Finland, currently chairing the Organization for Security and Co-operation in Europe (OSCE), has launched procedural steps in response to a joint request from Azerbaijan and Armenia to dissolve the Minsk Group, Toni Sandell, Deputy Head of the Finnish OSCE Chairpersonship 2025 Task Force, told Report.
“As Chair of the Organization for Security and Co-operation in Europe (OSCE) Finland welcomes the Agreements signed in Washington DC on August 8.
They mark an important development in the path towards normalization of relations and achieving a lasting peace in the region,” Sandell stated.
“As OSCE Chairpersonship-in-Office, Finland has launched the process to respond to the joint appeal. We’d be glad to provide more information later in the course of the process,” the Finnish diplomat noted.
Earlier, the headquarters of the organization in Paris, told Report that Finland, as the current Chair of the Organization for Security and Cooperation in Europe (OSCE), will lead discussions with participating states in response to the joint appeal by Azerbaijan and Armenia to close the Minsk process and related structures.
Azerbaijan and Armenia have submitted a joint appeal to the OSCE regarding the dissolution of the Minsk Group. On August 8, the foreign ministers of both countries signed the document in Washington, in the presence of the leaders of Azerbaijan, Armenia, and the United States. The dissolution of the OSCE Minsk Group has been one of Azerbaijan’s two key conditions for signing a peace agreement with Armenia.

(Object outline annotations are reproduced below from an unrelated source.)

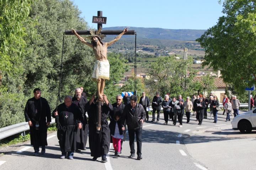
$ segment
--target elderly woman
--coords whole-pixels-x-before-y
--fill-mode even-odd
[[[165,121],[164,123],[164,124],[167,125],[168,124],[168,120],[169,117],[169,114],[171,109],[170,107],[169,106],[171,101],[169,100],[169,96],[165,95],[165,96],[164,100],[162,103],[162,107],[163,108],[164,111],[164,117]]]
[[[172,101],[171,102],[169,105],[171,107],[170,113],[171,113],[170,114],[172,120],[172,121],[173,122],[172,124],[174,126],[176,125],[176,122],[177,122],[177,114],[176,106],[178,103],[179,101],[176,100],[176,98],[174,97],[172,98]]]
[[[188,96],[187,99],[184,102],[184,105],[185,107],[185,112],[187,117],[187,123],[188,123],[190,120],[190,115],[193,109],[193,104],[192,102],[190,100],[190,98]]]
[[[229,102],[229,99],[227,99],[227,102],[224,104],[224,110],[225,112],[227,113],[227,117],[226,118],[226,121],[230,121],[230,117],[229,117],[229,113],[231,112],[232,110],[232,105],[231,103]]]
[[[198,116],[198,124],[202,125],[203,119],[204,118],[204,109],[206,107],[205,103],[203,101],[203,98],[200,97],[199,100],[197,102],[196,110],[198,111],[199,114]]]
[[[217,108],[219,106],[219,103],[217,96],[213,96],[213,100],[212,101],[211,106],[212,107],[214,119],[214,121],[213,123],[217,123],[217,121],[218,121],[218,110],[217,110]]]

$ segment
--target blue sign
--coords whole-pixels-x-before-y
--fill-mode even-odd
[[[245,88],[245,90],[247,91],[254,91],[254,85],[251,87],[246,87]]]
[[[123,96],[124,96],[124,94],[126,93],[126,92],[127,92],[128,93],[128,96],[131,96],[133,95],[133,91],[125,91],[124,92],[122,92],[122,97],[123,97]]]

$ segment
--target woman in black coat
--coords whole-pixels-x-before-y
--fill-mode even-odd
[[[203,101],[203,98],[200,97],[199,100],[197,102],[196,110],[198,111],[199,114],[198,121],[199,123],[198,124],[202,125],[203,122],[203,119],[204,118],[204,109],[206,107],[205,103]]]

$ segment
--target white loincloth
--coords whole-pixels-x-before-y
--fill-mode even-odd
[[[96,60],[94,65],[91,79],[94,81],[98,81],[100,78],[109,80],[110,65],[108,60]]]

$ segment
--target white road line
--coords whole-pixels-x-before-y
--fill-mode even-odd
[[[4,160],[0,160],[0,166],[4,164],[5,162],[6,162],[6,161],[4,161]]]
[[[223,125],[215,125],[215,126],[223,126],[223,125],[226,125],[226,124],[223,124]]]
[[[203,170],[208,170],[206,168],[205,168],[204,167],[202,166],[199,165],[199,164],[197,164],[196,163],[194,163],[194,164],[196,165],[196,166],[197,166],[198,168],[200,168],[201,169],[202,169]]]
[[[24,147],[24,148],[22,148],[22,149],[21,149],[21,150],[17,151],[17,152],[16,152],[16,153],[22,153],[22,152],[25,151],[26,151],[26,150],[27,150],[27,149],[29,149],[30,148],[31,148],[31,146],[26,146],[26,147]]]
[[[181,153],[182,156],[187,156],[187,154],[182,150],[179,150],[180,152]]]
[[[111,149],[113,148],[113,145],[110,145],[110,149]],[[109,151],[108,151],[108,153],[107,155],[109,155]],[[111,164],[110,163],[110,159],[109,157],[107,157],[107,160],[108,161],[107,162],[104,163],[104,165],[105,165],[105,168],[106,168],[106,169],[107,170],[113,170],[113,169],[112,168],[112,166],[111,166]]]
[[[53,135],[50,136],[48,136],[47,138],[47,139],[49,139],[52,138],[52,137],[54,137],[56,136],[56,135]]]

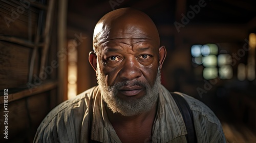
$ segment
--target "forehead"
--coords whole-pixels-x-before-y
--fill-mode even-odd
[[[129,39],[130,43],[142,39],[159,46],[158,32],[153,21],[144,15],[132,16],[106,16],[100,20],[94,33],[94,46],[101,47],[105,43],[117,41],[116,39]]]
[[[156,47],[151,39],[147,38],[117,38],[111,39],[101,45],[101,49],[106,51],[115,49],[130,49],[137,51],[139,48],[148,47],[153,50]],[[115,51],[114,50],[114,51]]]

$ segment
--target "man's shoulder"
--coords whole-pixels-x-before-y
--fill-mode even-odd
[[[91,97],[93,96],[94,90],[97,88],[98,88],[97,86],[92,87],[78,94],[75,97],[62,102],[55,107],[50,113],[57,113],[63,110],[71,110],[76,107],[80,107],[81,104],[87,105]]]
[[[58,124],[57,122],[60,118],[72,120],[70,118],[72,116],[75,116],[76,118],[83,118],[89,101],[92,96],[94,96],[94,90],[97,88],[98,86],[93,87],[56,106],[45,117],[38,129],[44,130],[51,124]],[[51,122],[54,123],[51,123]]]
[[[219,121],[212,110],[202,102],[195,98],[186,94],[176,92],[181,95],[189,105],[192,112],[197,113],[197,114],[206,117],[207,120],[214,123],[219,124]]]

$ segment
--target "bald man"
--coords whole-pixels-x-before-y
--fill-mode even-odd
[[[99,85],[54,109],[34,142],[225,142],[213,112],[178,93],[193,114],[196,141],[188,139],[182,111],[161,84],[166,51],[145,14],[122,8],[105,15],[95,27],[93,50],[89,59]]]

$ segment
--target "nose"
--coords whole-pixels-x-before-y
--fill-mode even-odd
[[[139,63],[136,58],[130,58],[125,60],[122,67],[119,72],[119,76],[123,80],[132,80],[141,76]]]

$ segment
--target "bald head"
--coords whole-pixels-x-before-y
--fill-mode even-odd
[[[95,52],[108,41],[120,38],[144,38],[159,47],[158,31],[145,13],[132,8],[121,8],[104,15],[98,22],[93,34]]]

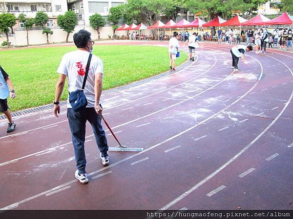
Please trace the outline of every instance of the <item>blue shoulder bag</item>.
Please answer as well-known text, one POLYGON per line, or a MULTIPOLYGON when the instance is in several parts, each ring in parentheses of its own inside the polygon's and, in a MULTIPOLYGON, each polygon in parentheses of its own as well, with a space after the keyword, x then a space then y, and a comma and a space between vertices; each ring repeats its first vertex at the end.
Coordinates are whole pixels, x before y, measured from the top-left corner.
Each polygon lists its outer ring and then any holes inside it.
POLYGON ((81 90, 77 90, 75 91, 69 93, 69 103, 72 109, 75 112, 79 112, 84 110, 87 106, 87 100, 86 97, 84 93, 84 87, 85 86, 85 82, 86 82, 86 78, 88 74, 88 70, 89 70, 89 65, 91 59, 92 55, 90 53, 86 64, 86 68, 85 69, 85 74, 84 78, 84 83, 83 83, 83 87, 81 90))

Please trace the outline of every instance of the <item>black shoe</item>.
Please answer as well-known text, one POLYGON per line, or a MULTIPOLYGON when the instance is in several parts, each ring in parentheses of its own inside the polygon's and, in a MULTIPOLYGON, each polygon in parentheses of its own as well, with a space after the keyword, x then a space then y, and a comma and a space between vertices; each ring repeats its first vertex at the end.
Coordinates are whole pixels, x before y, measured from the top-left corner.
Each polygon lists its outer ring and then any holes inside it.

The OSCE Minsk Group was created in 1992 to facilitate a peaceful settlement of the Karabakh conflict. After the Patriotic War in the fall of 2020, which ended with the victory of Azerbaijan, Baku repeatedly stated that the Karabakh conflict was resolved and in such circumstances there was no need for either the OSCE Minsk Group or its institutions.
The group includes three co-chair countries—the United States, Russia, and France—as well as Finland itself, along with Belarus, Germany, Italy, Türkiye, Sweden, Azerbaijan, and Armenia.